After much speculation and worry about the new mortgage rules that came into effect on January 1, 2018, it appears that plenty of hopeful homebuyers still intend to buy a home.

We took to Facebook to ask our followers if they still plan to purchase in 2018, in spite of the new mortgage rules. Eighty per cent said they do, while 20 per cent are delaying their move.

Ultimately, the decision to buy a home is a very personal choice that depends on a number of factors, such as finances, future plans and comfort level. The good news is, professionals like real estate agents, mortgage brokers and even some real estate lawyers are usually willing to consult with you and give you advice before you dive right in.

To help you get started, here are the top 5 questions to ask when buying real estate, to help you determine if you’re making the right move.

Do I earn enough money?

In order to buy a home, you’ve got your up-front costs, which can include things like your deposit, downpayment, home inspection and appraisal fees, property insurance, Land Transfer Tax, title insurance, legal fees and moving expenses.

Then, there are your ongoing costs that include property tax, regular maintenance, condo fees and utilities.  If you’re saving some money up-front by buying a fixer-upper, also factor in renovation costs.
 

 

 

 

Do I have too much debt?

Lenders evaluate your costs versus income to determine your mortgage qualification.  Your Gross Debt Service ratio is your housing costs (mortgage principal and interest + property taxes + heat + 50% of your condo fees, if applicable) divided by your pre-tax income.  The result should be 32 percent or less.

Then, lenders look at your Total Debt Service ratio: all debt (GDS + car payments + alimony + other loans + the remaining 50% of your condo fees) divided by your pre-tax income.  This should be less than 40 percent.

 

 

 

Am I secure in my job?

Think about this honestly.  Is business bustling?  Is the industry on an upward or downward trend?  Are you comfortable with the financial commitment of home ownership?

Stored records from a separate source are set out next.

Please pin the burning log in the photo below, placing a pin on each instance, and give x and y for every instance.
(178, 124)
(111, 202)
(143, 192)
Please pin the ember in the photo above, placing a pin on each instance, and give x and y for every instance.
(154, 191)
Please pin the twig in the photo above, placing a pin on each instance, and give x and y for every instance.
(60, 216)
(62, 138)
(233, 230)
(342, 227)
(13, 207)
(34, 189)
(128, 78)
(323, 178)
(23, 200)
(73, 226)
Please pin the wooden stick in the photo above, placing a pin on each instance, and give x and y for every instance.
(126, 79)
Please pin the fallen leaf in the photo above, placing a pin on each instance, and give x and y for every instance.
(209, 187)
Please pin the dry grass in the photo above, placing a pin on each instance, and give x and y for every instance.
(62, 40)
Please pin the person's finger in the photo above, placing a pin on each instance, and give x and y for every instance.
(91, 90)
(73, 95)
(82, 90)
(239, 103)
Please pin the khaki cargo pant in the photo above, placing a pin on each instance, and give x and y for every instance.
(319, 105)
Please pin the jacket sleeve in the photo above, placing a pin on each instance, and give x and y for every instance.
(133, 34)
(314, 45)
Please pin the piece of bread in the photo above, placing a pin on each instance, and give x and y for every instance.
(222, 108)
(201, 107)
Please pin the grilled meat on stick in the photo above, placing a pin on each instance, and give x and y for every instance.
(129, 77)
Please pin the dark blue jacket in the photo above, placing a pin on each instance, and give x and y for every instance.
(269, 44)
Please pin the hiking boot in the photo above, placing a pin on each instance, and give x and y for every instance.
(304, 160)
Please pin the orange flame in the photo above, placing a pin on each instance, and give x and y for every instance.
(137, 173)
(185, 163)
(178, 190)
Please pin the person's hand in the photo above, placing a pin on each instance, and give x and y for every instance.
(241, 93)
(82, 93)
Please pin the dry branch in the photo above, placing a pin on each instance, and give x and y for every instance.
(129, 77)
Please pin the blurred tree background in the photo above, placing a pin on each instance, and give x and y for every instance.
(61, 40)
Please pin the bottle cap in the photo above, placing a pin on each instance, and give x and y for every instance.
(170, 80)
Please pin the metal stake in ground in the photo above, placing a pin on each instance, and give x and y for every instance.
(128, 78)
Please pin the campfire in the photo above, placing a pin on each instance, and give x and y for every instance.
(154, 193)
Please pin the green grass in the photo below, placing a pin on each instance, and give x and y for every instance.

Speak to your supervisor to get some additional insight.  Mortgage lenders like to see stable employment, and you’ll need to provide proof of income in the form of an employment letter or current pay stub, your position and length of employment, and if you’re self-employed, Notices of Assessment from the Canada Revenue Agency for the past two years.

 

 

 

Am I sticking around?

Historically, real estate has been a great long-term investment.  Ask your parents how much they paid for their home 30 years ago, and compare that to the home’s value today.  On the other hand, a quick sale can mean financial losses if the home’s appreciation doesn’t surpass closing costs, which are estimated at 1.5 to five percent of a home’s value.

Typically, the magic number to stay in the home before putting it back on the market is five years – hence the five-year plan.

 

 

 

Do I want to buy a home?

People buy homes for a slew of different reasons.  Home ownership is a method of forced savings for retirement and future generations, while also fulfilling the basic need of providing you shelter.  It’s also a great source of pride for many.

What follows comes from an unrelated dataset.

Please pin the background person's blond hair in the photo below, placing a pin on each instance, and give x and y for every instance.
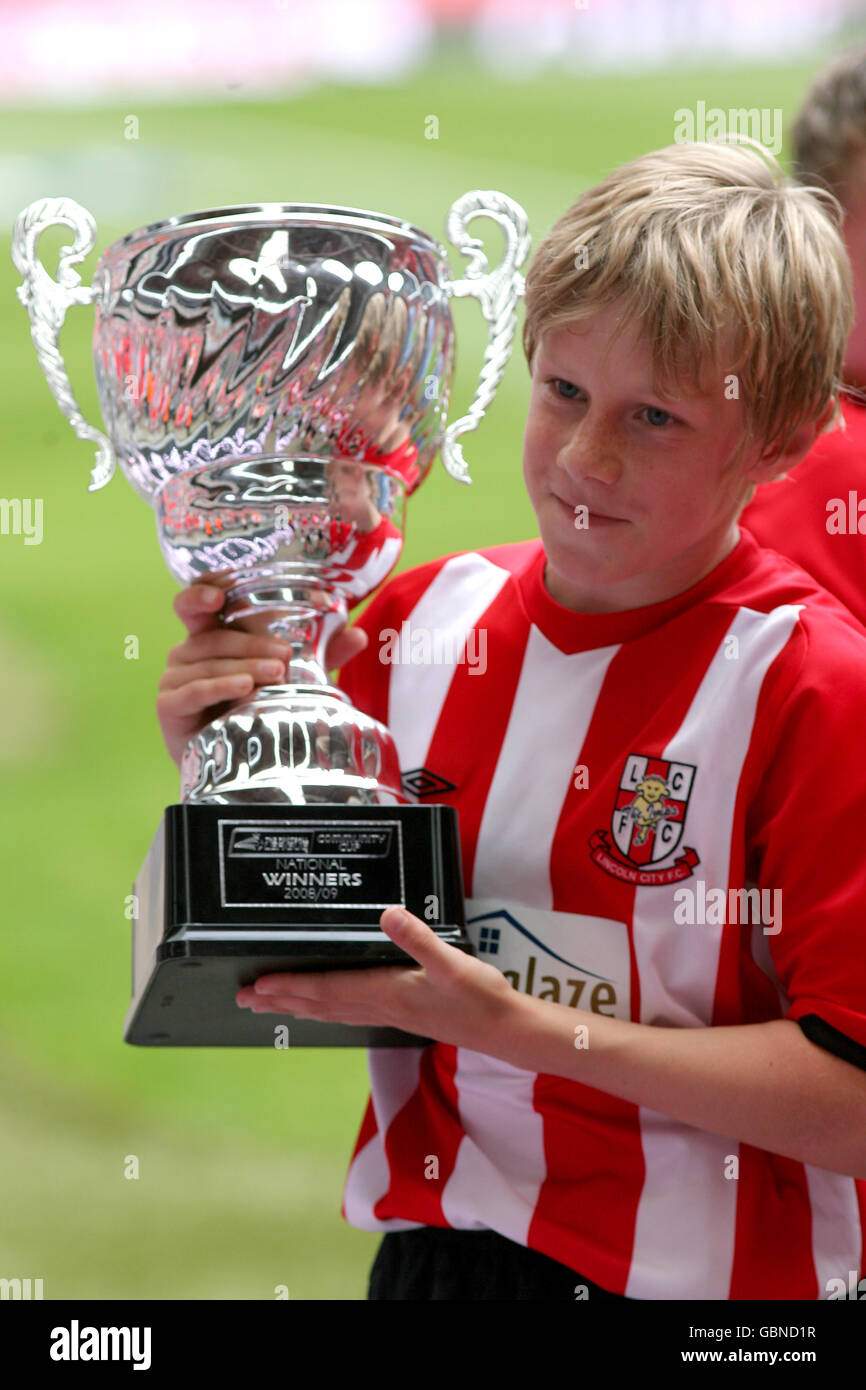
(733, 270)
(829, 136)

It’s a place to live, but also the lifestyle that comes with it.  What does “livability” mean to you?  Picture yourself in five years.  Do you plan to relocate at some point?  Where will you work?  What’s your family structure?  Then, consider how home ownership fits into that vision.

 

 

Final thoughts

Home ownership is a huge financial and emotional commitment, and a decision not to be made lightly. Indeed, there are lots of questions to ask when buying real estate. The key is being honest about the answers. Then, when you’re ready to make your move, work with a team of professionals like a financial expert, lawyer, and a real estate agent you trust, that can help make your dream of home ownership a reality.